Así las cosas, una mañana de domingo Teodoro probó su inventó en el patio, y en un parpadeo su cuerpo se hizo tan alto que podía mirar hasta el mismísimo tejado de su propia casa:
—Vaya, hay que cambiar algunas tejas —dijo Teodoro, casi sin darse cuenta de su nuevo aspecto.
Aquel domingo, tras su cambio, todo fue diversión. En vez de ir al parque en coche con sus padres, Teodoro fue caminando, actividad que le llevó tan solo un par de minutos por su nueva gran zancada. Eso sí, no pudo correr demasiado por miedo a pisar a alguien, pero aun así se divirtió de lo lindo mirándolo todo. Además, Teodoro hizo volar una cometa azul y se asomó al cielo para adivinar las divertidas formas de las nubes. Pero no todo fue bueno, porque Teodoro se sintió aquel día un poco solo al verlo todo desde tan arriba, y no podía escuchar bien lo que le decían. Aun así, Teodoro se sintió muy feliz de ser tan alto, y es que… ¡se había cumplido su deseo!
Aquella misma noche tuvo que acampar en el jardín, pues era demasiado grande para entrar en su habitación, y a la mañana siguiente comenzaron los verdaderos problemas. Para empezar, su ropa del colegio ya no le servía y su desayuno no le llenaba la tripa ni un poco. Más tarde, en la escuela, le pidieron que escuchara la clase desde la calle, porque era muy grande para entrar en el aula. Pero lo peor de todo llegó a la hora del recreo, cuando todos sus amigos, que seguían siendo pequeños, se pusieron a correr y a jugar sin parar y él tuvo que quedarse sentado para no pisar a nadie ni causar desastre alguno por su gran altura.
— ¡Oh, no! ¡Odio ser tan alto, no puedo hacer nada! —se quejó Teodoro cuando llegó a casa.

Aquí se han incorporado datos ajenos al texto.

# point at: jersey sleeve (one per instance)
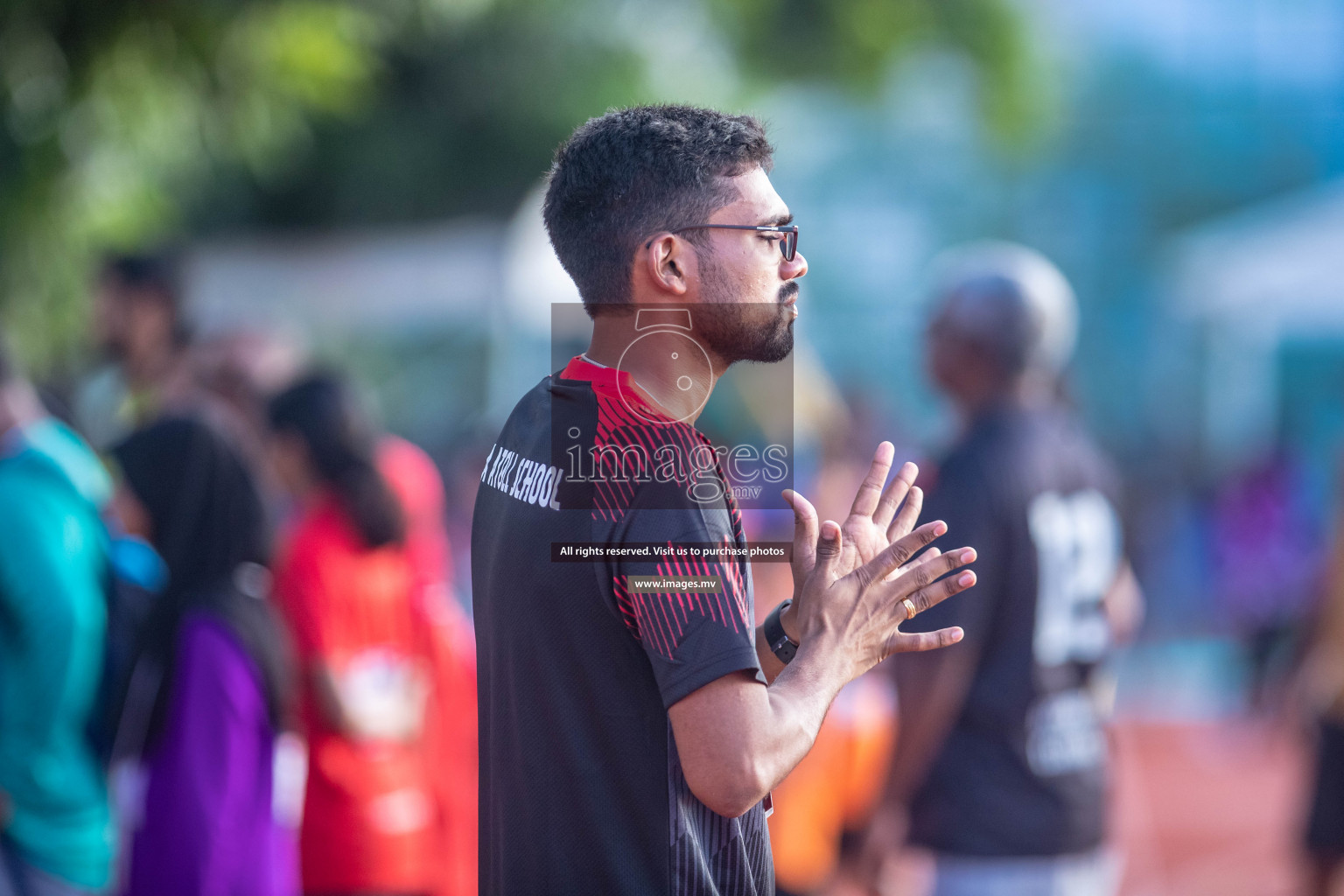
(691, 637)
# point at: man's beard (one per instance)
(745, 331)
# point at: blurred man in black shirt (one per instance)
(1000, 765)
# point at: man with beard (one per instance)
(631, 737)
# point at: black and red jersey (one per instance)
(581, 786)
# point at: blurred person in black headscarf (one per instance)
(208, 693)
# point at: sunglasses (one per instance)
(788, 242)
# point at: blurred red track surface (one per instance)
(1210, 808)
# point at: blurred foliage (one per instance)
(127, 122)
(855, 43)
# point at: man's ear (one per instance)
(668, 265)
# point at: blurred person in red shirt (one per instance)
(347, 582)
(451, 715)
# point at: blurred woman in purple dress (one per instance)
(208, 692)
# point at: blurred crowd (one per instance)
(233, 659)
(230, 655)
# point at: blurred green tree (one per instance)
(127, 122)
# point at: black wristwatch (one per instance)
(780, 642)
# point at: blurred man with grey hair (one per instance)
(1000, 766)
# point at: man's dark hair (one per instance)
(636, 172)
(155, 276)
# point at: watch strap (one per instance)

—Pues antes te quejabas de que eras muy bajo —le recordó mamá—. ¿Ya has visto que no se trata de la altura sino de aceptarnos tal y como somos?
—Tienes razón, mamá —reflexionó Teodoro—, mi altura no tenía nada de malo. Aunque ahora no puedo volver a ser bajo porque no hice un botón en mi máquina mágica para volver a atrás.
—Creo que tendrás que destruir tu brazalete, tal vez así funcione —dijo preocupada mamá.
Teodoro miró entonces su brazalete y por un momento dudó, pues si lo destruía podría volver a ser pequeño pero no tendría la oportunidad de volver a ser alto de nuevo. Sin embargo, rápidamente recordó que con el tiempo crecería y ya no sería tan bajito, y pensó que en realidad le hacía más feliz seguir jugando con sus amigos con su altura original. De este modo, Teodoro sacó el brazalete, lo puso en el suelo y lo pisó con fuerza, volviendo a ser pequeño en un abrir y cerrar de ojos.
Jamás sintió Teodoro tanta dicha como la de aquel instante, pues fue capaz de valorar todo lo que tenía siendo tan pequeño, y no echó de menos nunca su brazalete mágico espacial. Eso sí, de lo que no tenía duda es de que aquel extraño invento… ¡le había hecho vivir una aventura de altura!